Não tinha percebido que fazia tanto tempo que não escrevia. E que bagunça teceu esses meses! Tenho a mania de questionar tudo e qualquer coisa, então estava muito consciente de que é muito difícil para mim viver sem ter ao menos uma caderneta mental tentando processar tudo o que vejo em uma narrativa de letrinhas. A vontade de contar história de tudo não se mede e, muitas vezes, sinto que ela interfere na minha capacidade de existir nas histórias de forma… viva. Sem precisar me esquivar do caos para me recolher num cantinho, botando ordem nas palavras. Então o esforço de não escrever foi consciente, pra que o impulso de registrar e organizar não me arrancasse da experiência de atravessar todo esse tumulto.
O ano já vai acabar, minha rotina tão ilhada num apartamento pequeno convivendo apenas com um gato foi substituída por uma bateria de gente que me fez chegar semanalmente na acupuntura dizendo: estou em excesso. Tem muita gente, muita coisa, muito estímulo me circulando, e não consigo dizer nem que isso é uma queixa. Não digo como se fosse algo para “corrigir”, até porque cada vez percebo menos questões como passíveis de correção. Então deixo bater, toda essa vontade de gritar, correr, chorar, fica aí, sendo, enquanto os dias viram e me lembro que eventualmente vou morrer. Que eventualmente o excesso só deixa de ser.
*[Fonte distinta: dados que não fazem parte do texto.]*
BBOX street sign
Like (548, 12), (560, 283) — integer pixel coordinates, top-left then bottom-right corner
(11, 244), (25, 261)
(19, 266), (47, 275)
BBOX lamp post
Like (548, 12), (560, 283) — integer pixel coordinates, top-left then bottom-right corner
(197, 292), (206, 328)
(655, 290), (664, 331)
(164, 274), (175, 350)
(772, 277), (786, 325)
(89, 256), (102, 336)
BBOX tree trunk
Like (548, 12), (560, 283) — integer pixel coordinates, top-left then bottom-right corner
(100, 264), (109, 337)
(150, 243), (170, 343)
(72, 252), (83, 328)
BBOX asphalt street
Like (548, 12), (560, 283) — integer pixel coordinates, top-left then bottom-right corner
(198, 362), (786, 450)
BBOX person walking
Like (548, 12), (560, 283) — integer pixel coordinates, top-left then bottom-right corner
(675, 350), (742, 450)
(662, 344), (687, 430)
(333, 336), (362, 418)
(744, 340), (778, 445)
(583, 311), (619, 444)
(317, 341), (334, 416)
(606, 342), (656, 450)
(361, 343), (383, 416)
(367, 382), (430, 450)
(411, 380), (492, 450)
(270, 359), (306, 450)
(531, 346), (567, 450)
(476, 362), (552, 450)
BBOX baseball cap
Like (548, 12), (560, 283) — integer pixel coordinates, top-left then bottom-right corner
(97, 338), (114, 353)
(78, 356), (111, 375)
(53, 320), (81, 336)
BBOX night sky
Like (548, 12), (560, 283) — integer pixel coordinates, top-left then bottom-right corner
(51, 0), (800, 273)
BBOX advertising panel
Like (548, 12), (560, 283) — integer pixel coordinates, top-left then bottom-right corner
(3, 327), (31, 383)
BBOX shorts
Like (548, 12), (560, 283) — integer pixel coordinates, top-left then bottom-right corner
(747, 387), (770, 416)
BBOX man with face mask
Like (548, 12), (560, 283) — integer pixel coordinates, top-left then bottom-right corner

Eu não quero sentir a necessidade de variar meu repertório só para dar a entender que acompanho coisas muito diferentes. Ouço os mesmos podcasts, sigo poucas pessoas, leio poucas autoras, deixo meu mundinho tão restrito quanto for interessante. Um outro tipo de armário cápsula. E digo isso porque, assim como na análise, minhas questões e referências são praticamente sempre as mesmas. Quero dizer que hoje fui encerrar uma série de 12 aulas de yoga da Pri Leite (único canal de yoga que acompanho) e o tema dessa aula final era “recomeço”. Fechava ali na savasana, e foi a primeira vez que ouvir Pri dizer que essa postura, deitada, em relaxamento, significa “postura do morto”. E fiquei ali, meio sem relaxar, pensando. Imagina quando for para ser.
Foi curioso perceber que ela sempre dizia os nomes das posturas em sânscrito e português, mas essa, não. Foi uma quebra que notei e reverberou em uma angústia que provavelmente vai me acompanhar pra sempre (e me lembro de viver de mãos dadas com ela desde criancinha).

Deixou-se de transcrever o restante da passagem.